I also plan to have a roommate in the ground floor of my new house. I've found my first roommate, who is awesome and will most likely be very responsible, but I can't guarantee that future ones will pay as much attention. Since the ground floor is partially below grade, it is extra important that humidity doesn't build up.
I'm putting one of these in the main floor's bathroom too. I have a teenager in my future!
The unit I like best is a low end Broan. This company, who also owns NuTone has a technology that doesn't sense the level of humidity, but rather a change in humidity - this is important because the other fans (with a humidistat) would run all summer in this climate! or I would have to change the settings a few times a year.
The low end models shut off automatically after 20 minutes and are not completely silent. The more expensive models have timers that you can program to run anywhere from 5 - 60 minutes, and are almost silent. I think bathroom fans should have some sound. What else would you use to drown out bathroom sound effects??? The more expensive fans come with lights, night lights, heaters, are recessed, etc.
They all come with a switch to override the automatic settings, which is nice to vent out the room after cleaning it. The reviews that I read about this fan tell me that this fan does a great job of sucking out moisture and fumes.
The fan I like is about $100 more than your basic manual bathroom fan. It may take a while to see the cost redcovery in the electric bill, but avoiding the risk of a serious mold infestation is worth more than $100 to me!

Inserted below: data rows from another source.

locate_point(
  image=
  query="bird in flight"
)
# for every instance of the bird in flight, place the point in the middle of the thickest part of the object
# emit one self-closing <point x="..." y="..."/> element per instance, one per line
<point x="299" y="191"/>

I found a good bathroom fan at ReStore! It looks new and I believe it is an ENERGY STAR model. When I installed it, the fan did buzz a little, but a little adjustment of the fan blades, it now hums quietly. $20. Sweet!
I got a couple of new suggestions for places to find usable stuff - for free.
1) The town dump.
No, I don't mean for your to go dumpster diving.
That's just gross.
The town dump in my new town has a Swap Shop. In this treasure island, people donate the good stuff they want to get rid of. I don't know how many times I have driven by the swap shop without stopping. I always see a treadmill or a NordicTrack (we have ALL bought one of these at one time or another and ended up dusting it until we came to terms with the fact that we won't use these things at home!)
I happen to live in a college town. A college town full of fairly wealthy college students, whose parents often set them up in a rental, buy all new kitchen gear, only for it to be discarded at the end of the school year. There are also visiting faculty, faculty who move on, etc.
I close on April 5 + school gets out in mid May = JACKPOT!
There is another turnover of rentals in mid August.
2) I was looking for a Mom's group in my new town and scanned the Yahoo! Groups. Not only did I find a Mom's group, I found a Swap group who posts all sorts of free stuff.
I think I can do this! Not only can I get gently used household items, I think I can get most of them for free (my wallet is doing a happy dance now).